London: An unseen portrait of the English writer of romantic fiction, Jane Austen, has been claimed to be recovered. A British scholar and a biographer Dr. Paula Byrne has identified a pencil drawing of the ‘Pride and Prejudice’ creator.
The portrait on vellum depicts a woman that Ms. Byrne said bears a “striking family resemblance” to other members of the Austen clan, including a long, straight “Austen nose.”
Digital photographic tools analysis has revealed writing on this new found oil painting that its owners claim shows Jane Austen as a teenage girl.
To identify the finding, three top Jane Austen scholars examined the portrait and two of them, Professor Kathryn Sutherland from Oxford University and Professor Claudia Johnson from Princeton, confirmed that the picture belonged to Austen.
However, renowned art enthusiast and Austen expert Deirdre Le Faye said that the portrait found and seen above courtesy guardian.co.uk is an imaginary one.

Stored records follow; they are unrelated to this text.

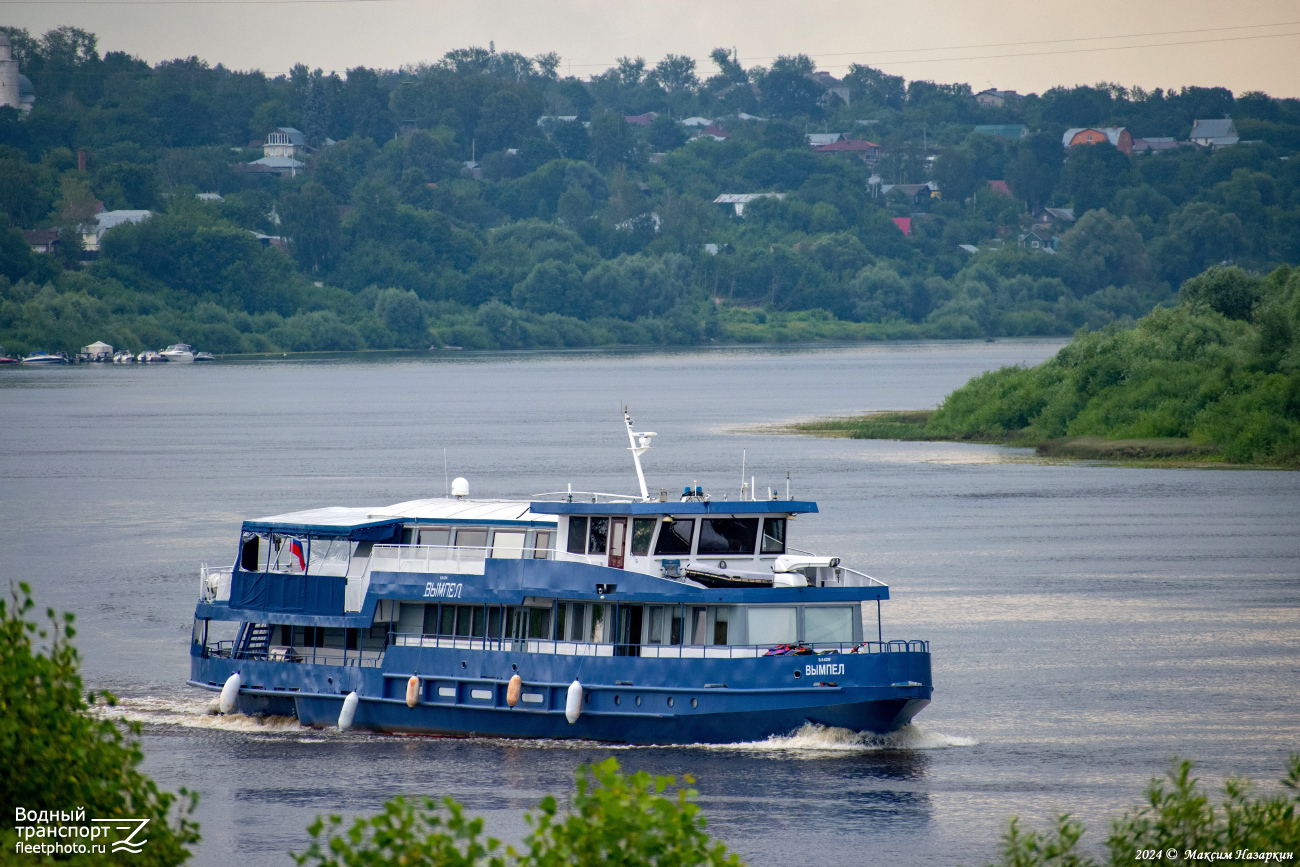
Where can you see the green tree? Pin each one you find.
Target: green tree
(615, 819)
(1178, 815)
(311, 221)
(63, 753)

Supporters of Le Faye believe that the art has since 1910 undergone successive restorations which may have erased crucial clues on the surface.

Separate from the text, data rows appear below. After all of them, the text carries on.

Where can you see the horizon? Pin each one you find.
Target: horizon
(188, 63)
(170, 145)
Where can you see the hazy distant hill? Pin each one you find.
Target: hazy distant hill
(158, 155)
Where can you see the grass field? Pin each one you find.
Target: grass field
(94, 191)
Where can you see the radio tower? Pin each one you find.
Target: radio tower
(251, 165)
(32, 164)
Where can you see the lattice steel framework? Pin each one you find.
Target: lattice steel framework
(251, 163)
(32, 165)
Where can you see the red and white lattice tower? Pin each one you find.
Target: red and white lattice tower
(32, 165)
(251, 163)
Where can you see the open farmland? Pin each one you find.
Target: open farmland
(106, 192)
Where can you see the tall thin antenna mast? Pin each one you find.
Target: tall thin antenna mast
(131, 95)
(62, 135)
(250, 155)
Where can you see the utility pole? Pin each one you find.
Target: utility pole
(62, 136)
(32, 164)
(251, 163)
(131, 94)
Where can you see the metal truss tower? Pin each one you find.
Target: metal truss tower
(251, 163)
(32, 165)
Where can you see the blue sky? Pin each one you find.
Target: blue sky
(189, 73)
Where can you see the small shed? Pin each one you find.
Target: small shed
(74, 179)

But critic Angus Stewart, a former curator of an exhibition dedicated to Jane Austen, has seen the evidence and is impressed. "To have all these words revealed on the canvas is very, very strong. I think you`d be flying in the face of reason to deny this," he said.
Jane Austen (1775 -1817) was an English novelist whose works of romantic fiction are set amidst the context of the 18th-19th century landed gentry. ‘Sense and Sensibility’ (1811), ‘Pride and Prejudice’ (1813), ‘Mansfield Park’ (1814) and ‘Emma’ (1816) are among her better known works.